Historical Narratives in Motion: Azerbaijani and Armenian Historiographies and the Construction of the Enemy-Other  
Naira Sahakyan (Armenian Genocide Museum-Institute)

Paper long abstract:

The emergence of the Azerbaijani and transformation of the Armenian identities occurred in the situation of the ethnic clashes between the two, revolutions and the collapse of the empires at the beginning of the twentieth century. In the age of the shattering empires, against the background of the inter-ethnic confrontation between Armenians and Azerbaijanis (then known as Caucasian Tatars), the transformations of the identities were entangled.

While the conflicts pushed forward certain narratives and visions, it is the new interpretations of the history that endowed the structural transformations. Historical narratives are tools for transformation of the social groups into political communities. The stories of the past and the present are told and retold to include the historical memories of certain social groups, to privilege certain symbols and myths, and to overlooks others. Historical narratives developed and stressed in the historiography crystallized the self-determination process in which the identification of “others” also plays a crucial role.

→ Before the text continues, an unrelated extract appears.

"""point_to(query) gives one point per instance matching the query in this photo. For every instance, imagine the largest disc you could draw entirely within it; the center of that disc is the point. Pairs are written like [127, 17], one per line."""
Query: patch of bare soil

In this paper, I am investigating the Armenian and the Azerbaijani historical narratives from the late Imperial to the end of the Soviet eras. The main focus would be the Soviet Azerbaijani and Armenian historians. Particularly, I will follow the transformations of the heroic self-images of these nations and the emergence of mutual exclusion. By doing this, I will keep the overall historical background and especially the Soviet nationalization politics in my sights.